Traditionnellement, le débat d’orientation budgétaire — qui permet de définir politiquement les principales dépenses et recettes de l’exercice suivant — se tient en novembre ou décembre, lors du dernier conseil municipal de l’année. Mais lundi 15 juin, il a semblé avoir pris quelques mois d’avance.
À l’ordre du jour du cinquième conseil municipal depuis l’élection d’Idir Boumertit, en mars dernier, figuraient plusieurs délibérations financières. Les élus devaient notamment approuver les comptes de l’exercice 2025, affecter les résultats comptables et voter un budget supplémentaire pour 2026. Cette dernière mesure vise notamment à réduire le recours à l’emprunt d’un million d’euros tout en permettant à la régie autonome de restauration scolaire de disposer des moyens nécessaires pour mettre en œuvre plusieurs engagements de campagne de la nouvelle majorité, parmi lesquels la distribution de goûters aux élèves.
« Vous réduisez les recettes de plus de 500 000 euros sur les dotations et participations tout en augmentant les dépenses de fonctionnement avec des mesures non financées, a attaqué Aurélien Scandolara, au nom du groupe d’opposition de gauche « Unir, résister et agir : Ensemble pour Vénissieux ». L’élu communiste s’est également interrogé sur la trajectoire financière de la commune : « Vous réduisez même le recours à l’emprunt d’un million d’euros, comme si cela suffisait à équilibrer le budget.

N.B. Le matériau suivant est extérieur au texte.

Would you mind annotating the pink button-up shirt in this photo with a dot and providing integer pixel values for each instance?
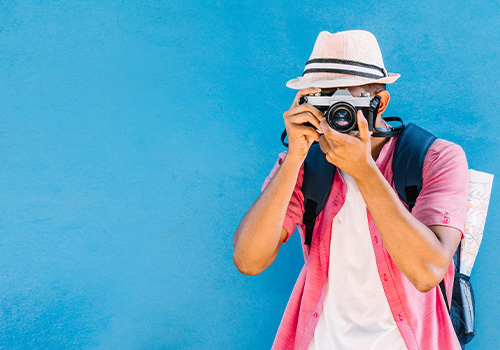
(422, 318)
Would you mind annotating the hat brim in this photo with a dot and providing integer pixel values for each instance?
(342, 80)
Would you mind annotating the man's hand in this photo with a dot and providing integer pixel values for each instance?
(301, 137)
(351, 153)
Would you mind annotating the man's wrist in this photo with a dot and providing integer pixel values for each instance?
(368, 173)
(294, 159)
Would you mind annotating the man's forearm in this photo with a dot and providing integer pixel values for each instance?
(258, 236)
(414, 248)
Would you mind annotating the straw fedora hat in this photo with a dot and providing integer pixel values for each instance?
(343, 59)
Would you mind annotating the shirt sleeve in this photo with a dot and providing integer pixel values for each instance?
(443, 199)
(295, 209)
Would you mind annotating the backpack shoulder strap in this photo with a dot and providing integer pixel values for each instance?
(408, 161)
(316, 186)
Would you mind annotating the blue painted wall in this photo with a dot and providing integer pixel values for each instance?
(134, 135)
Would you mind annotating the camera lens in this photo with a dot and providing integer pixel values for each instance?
(341, 117)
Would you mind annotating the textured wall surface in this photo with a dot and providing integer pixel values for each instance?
(135, 134)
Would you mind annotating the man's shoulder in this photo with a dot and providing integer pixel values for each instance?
(444, 151)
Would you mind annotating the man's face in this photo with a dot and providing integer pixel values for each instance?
(355, 91)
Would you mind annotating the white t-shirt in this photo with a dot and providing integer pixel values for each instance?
(356, 314)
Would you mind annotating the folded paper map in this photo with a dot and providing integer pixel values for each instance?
(477, 207)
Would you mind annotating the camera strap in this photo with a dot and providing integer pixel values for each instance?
(389, 131)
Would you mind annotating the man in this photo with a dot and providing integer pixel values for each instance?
(371, 271)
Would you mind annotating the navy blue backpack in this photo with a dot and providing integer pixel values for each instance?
(408, 160)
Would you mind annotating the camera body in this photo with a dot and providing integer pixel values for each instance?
(341, 107)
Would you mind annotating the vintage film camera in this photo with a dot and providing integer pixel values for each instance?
(340, 109)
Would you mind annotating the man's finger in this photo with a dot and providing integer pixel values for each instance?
(364, 133)
(304, 92)
(331, 134)
(323, 144)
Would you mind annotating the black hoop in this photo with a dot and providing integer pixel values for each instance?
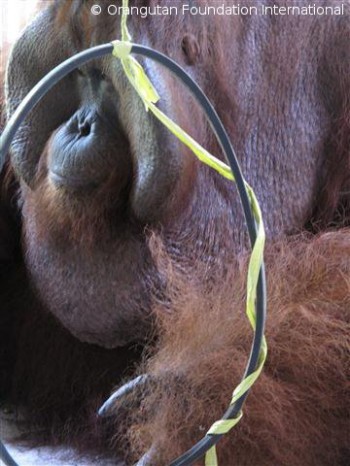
(38, 92)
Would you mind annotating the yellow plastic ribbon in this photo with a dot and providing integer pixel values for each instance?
(149, 96)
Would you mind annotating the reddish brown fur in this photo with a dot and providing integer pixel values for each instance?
(298, 412)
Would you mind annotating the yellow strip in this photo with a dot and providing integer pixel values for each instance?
(148, 94)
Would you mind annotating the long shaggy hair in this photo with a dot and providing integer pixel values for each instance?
(298, 411)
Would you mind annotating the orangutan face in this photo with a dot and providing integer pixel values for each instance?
(98, 173)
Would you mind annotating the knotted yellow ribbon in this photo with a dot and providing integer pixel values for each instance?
(149, 96)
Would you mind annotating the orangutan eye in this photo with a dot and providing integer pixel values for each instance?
(190, 48)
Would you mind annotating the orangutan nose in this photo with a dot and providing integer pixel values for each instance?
(84, 127)
(86, 149)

Mais qu’en sera-t-il dans les années à venir ? Nous espérons que vous n’avez pas prévu, à terme, la vente d’équipements municipaux, l’abandon de certaines missions de service public ou encore le recours au privé pour assurer des missions aujourd’hui assumées par la collectivité, afin de compenser un déficit que vous semblez laisser dériver. »
« Être plus redistributifs »
Des accusations balayées, successivement, par Hamdiatou Ndiaye, au nom du groupe « La France Insoumise Vénissieux » (majorité), et par le maire, Idir Boumertit. « La dette n’est pas en soi un problème lorsqu’elle finance des équipements utiles, durables, nécessaires, a d’abord répondu celui qui est aussi adjoint aux ressources humaines et au protocole. Mais elle doit rester maîtrisée, d’autant plus dans une ville populaire comme la nôtre, où chaque décision financière doit être prise avec responsabilité. De ce point de vue, le budget supplémentaire ne traduit pas une fuite en avant. Au contraire, il ajuste le recours à l’emprunt tout en maintenant la capacité d’investissement de la Ville. C’est un équilibre exigeant, mais c’est précisément cet équilibre qu’il nous faut tenir : répondre aux besoins sans fragiliser l’avenir. »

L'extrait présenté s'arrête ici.